Multiple calcium pathways induce the expression of SNAP-25 protein in chromaffin cells

Incubation of bovine adrenal chromaffin cells in high K+ (38 mM) during 24-48 h enhanced 2.5 to five times the expression of SNAP-25 protein and mRNA, respectively. This increase was reduced 86% by furnidipine (an L-type Ca2+ channel blocker) but was unaffected by either omega-conotoxin GVIA (an N-type Ca2+ channel blocker) or -agatoxin IVA (a P/Q-type Ca2+ channel blocker). Combined blockade of N and P/Q channels with omega-conotoxin MVIIC did, however, block by 76% the protein expression. The inhibitory effects of fumidipine were partially reversed when the external Ca2+ concentration was raised from 1.6 to 5 mM. These findings, together with the fact that nicotinic receptor activation or Ca2+ release from internal stores also enhanced SNAP-25 protein expression, suggest that an increment of cytosolic Ca2+ concentration ([Ca2+]), rather than its source or Ca2+ entry pathway, is the critical signal to induce the protein expression. The greater coupling between L-type Ca2+ channels and protein expression might be due to two facts: (a) L channels contributed 50% to the global [Ca2+]i rise induced by 38 mM K+ in indo-1-loaded chromaffin cells and (b) L channels undergo less inactivation than N or P/Q channels on sustained stimulation of these cells.     

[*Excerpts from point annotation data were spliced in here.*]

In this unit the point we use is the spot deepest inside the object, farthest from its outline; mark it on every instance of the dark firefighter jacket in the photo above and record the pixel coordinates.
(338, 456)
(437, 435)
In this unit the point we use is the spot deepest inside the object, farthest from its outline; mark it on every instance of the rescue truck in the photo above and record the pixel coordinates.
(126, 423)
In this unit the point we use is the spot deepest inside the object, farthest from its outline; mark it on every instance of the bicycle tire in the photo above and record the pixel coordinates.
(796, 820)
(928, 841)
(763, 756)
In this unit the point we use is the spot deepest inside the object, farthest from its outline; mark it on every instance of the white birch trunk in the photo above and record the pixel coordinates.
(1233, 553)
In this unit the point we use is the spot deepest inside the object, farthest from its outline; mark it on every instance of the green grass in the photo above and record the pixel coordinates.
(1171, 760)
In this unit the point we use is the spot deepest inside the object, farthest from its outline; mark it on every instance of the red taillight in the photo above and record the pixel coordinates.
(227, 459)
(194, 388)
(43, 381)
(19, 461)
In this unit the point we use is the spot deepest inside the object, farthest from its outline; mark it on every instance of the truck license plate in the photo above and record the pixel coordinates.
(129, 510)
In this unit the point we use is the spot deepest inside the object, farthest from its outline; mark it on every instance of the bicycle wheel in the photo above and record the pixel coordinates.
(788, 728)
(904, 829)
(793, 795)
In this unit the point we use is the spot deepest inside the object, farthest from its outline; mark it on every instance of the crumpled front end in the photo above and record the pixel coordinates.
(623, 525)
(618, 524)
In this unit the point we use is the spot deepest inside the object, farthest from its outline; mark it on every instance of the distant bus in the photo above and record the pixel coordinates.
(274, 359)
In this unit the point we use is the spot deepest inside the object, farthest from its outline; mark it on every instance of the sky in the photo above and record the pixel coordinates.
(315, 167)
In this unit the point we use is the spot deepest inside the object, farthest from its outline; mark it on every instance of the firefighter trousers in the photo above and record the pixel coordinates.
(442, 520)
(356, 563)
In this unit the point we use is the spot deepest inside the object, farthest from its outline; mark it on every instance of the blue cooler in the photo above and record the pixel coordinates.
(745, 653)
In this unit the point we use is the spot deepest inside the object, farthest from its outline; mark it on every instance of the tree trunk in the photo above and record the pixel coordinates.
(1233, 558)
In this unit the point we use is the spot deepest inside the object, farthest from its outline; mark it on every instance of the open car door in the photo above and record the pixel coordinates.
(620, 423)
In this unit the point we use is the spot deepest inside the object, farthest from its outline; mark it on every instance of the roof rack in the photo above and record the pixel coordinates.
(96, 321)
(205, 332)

Co-expression of metabotropic glutamate receptor 7 and N-type Ca(2+) channels in single cerebrocortical nerve terminals of adult rats

The modulation of calcium channels by metabotropic glutamate receptors (mGluRs) is a key event in the fine-tuning of neurotransmitter release. Here we report that, in cerebrocortical nerve terminals of adult rats, the inhibition of glutamate release is mediated by mGluR7. In this preparation, the major component of glutamate release is supported by P/Q-type Ca2+ channels (72.7%). However, mGluR7 selectively reduced the release component that is associated with N-type Ca2+ channels (29.9%). Inhibition of P/Q channels by mGluR7 is not masked by the higher efficiency of these channels in driving glutamate release when compared with N-type channels. Thus, activation of mGluR7 failed to reduce the release associated with P/Q channels when the extracellular calcium concentration, ([Ca2+]o), was reduced from 1.3 to 0.5 mm. Through Ca2+ imaging, we show that Ca2+ channels are distributed in a heterogeneous manner in individual nerve terminals. Indeed, in this preparation, nerve terminals were observed that contain N-type (31.1%; conotoxin GVIA-sensitive) or P/Q-type (64.3%; agatoxin IVA-sensitive) channels or that were insensitive to these two toxins (4.6%). Interestingly, the great majority of the responses to l-AP4 (95.4%) were observed in nerve terminals containing N-type channels. This specific co-localization of mGluR7 and N-type Ca2+-channels could explain the failure of the receptor to inhibit the P/Q channel-associated release component and also reveal the existence of specific targeting mechanisms to localize the two proteins in the same nerve terminal subset.